What tends to be harder is allowing that to come through clearly in what actually happens.
Difficulties with assertiveness often show up in small, everyday moments.
You might agree to something you’re not fully comfortable with, hold back a view even though it feels clear, or avoid asking for something and delay acting on a decision you’ve already made.
Individually, these moments seem manageable, but they influence how situations unfold.
What makes that moment difficult is not uncertainty, but how it is expected to feel.
Saying something directly can feel uncomfortable, acting on a decision can feel exposing, and expressing a preference can carry a sense of risk — of tension, disagreement, or being seen differently.
Even when those outcomes are unlikely, anticipating them can be enough to change how someone responds.
When something isn’t expressed clearly, others respond to what is available to them.
They move forward based on what has been said or agreed.
That’s a natural process, but it can lead to outcomes that don’t match what was originally intended.
Over time, this can make situations less straightforward.
Conversations may need to be revisited, decisions adjusted, and things can take longer to settle.
This can also shape how those situations are experienced.
You might find yourself going along with things more than you intended, or noticing that what is happening doesn’t fully reflect what you would have chosen.

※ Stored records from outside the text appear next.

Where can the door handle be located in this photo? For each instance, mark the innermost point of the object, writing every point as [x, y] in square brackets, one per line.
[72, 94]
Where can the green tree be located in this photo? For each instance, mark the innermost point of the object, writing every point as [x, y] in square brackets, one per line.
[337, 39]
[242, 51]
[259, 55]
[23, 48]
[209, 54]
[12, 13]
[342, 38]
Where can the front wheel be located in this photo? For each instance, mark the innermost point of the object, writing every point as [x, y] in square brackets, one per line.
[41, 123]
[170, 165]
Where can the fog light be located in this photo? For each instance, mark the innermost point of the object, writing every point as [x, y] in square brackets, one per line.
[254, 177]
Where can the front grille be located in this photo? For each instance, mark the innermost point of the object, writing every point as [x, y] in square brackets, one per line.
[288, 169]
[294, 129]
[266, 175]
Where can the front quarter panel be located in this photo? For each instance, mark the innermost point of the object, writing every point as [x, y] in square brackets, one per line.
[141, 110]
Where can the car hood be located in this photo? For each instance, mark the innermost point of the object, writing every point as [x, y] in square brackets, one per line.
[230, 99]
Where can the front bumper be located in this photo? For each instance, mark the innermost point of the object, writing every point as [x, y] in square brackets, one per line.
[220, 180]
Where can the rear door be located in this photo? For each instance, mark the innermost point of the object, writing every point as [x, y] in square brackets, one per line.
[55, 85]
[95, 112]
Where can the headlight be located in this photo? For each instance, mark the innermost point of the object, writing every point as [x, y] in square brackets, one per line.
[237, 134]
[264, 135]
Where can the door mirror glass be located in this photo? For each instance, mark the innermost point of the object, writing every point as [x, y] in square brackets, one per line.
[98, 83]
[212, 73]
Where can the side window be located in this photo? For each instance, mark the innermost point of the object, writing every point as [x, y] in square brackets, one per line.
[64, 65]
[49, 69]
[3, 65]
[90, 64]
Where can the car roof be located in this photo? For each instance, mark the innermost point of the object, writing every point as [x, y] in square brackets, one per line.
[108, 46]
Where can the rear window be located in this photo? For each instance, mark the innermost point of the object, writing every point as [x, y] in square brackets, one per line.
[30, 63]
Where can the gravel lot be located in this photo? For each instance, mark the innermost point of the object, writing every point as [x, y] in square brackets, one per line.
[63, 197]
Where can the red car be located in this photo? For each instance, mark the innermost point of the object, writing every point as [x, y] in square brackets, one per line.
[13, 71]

Repeated over time, this can lead to a quiet sense of frustration or being slightly out of step.
Assertiveness, in this context, is not about waiting to feel confident or certain.
It is about expressing or acting on what is already there, even when it feels uncomfortable or not fully settled.
Early behavioural approaches, including the work of Andrew Salter, described this in terms of inhibition — holding back responses that are already present.
In this view, the difficulty is not a lack of response, but a failure to express it.
From a cognitive behavioural hypnotherapy perspective, this pattern can become reinforced over time.
When holding back reduces discomfort in the moment, it becomes more likely to be repeated.
What develops is not a lack of ability, but a gap between what is already there and what is expressed in behaviour.
And it is often in these small, everyday moments that this gap quietly shapes what happens next.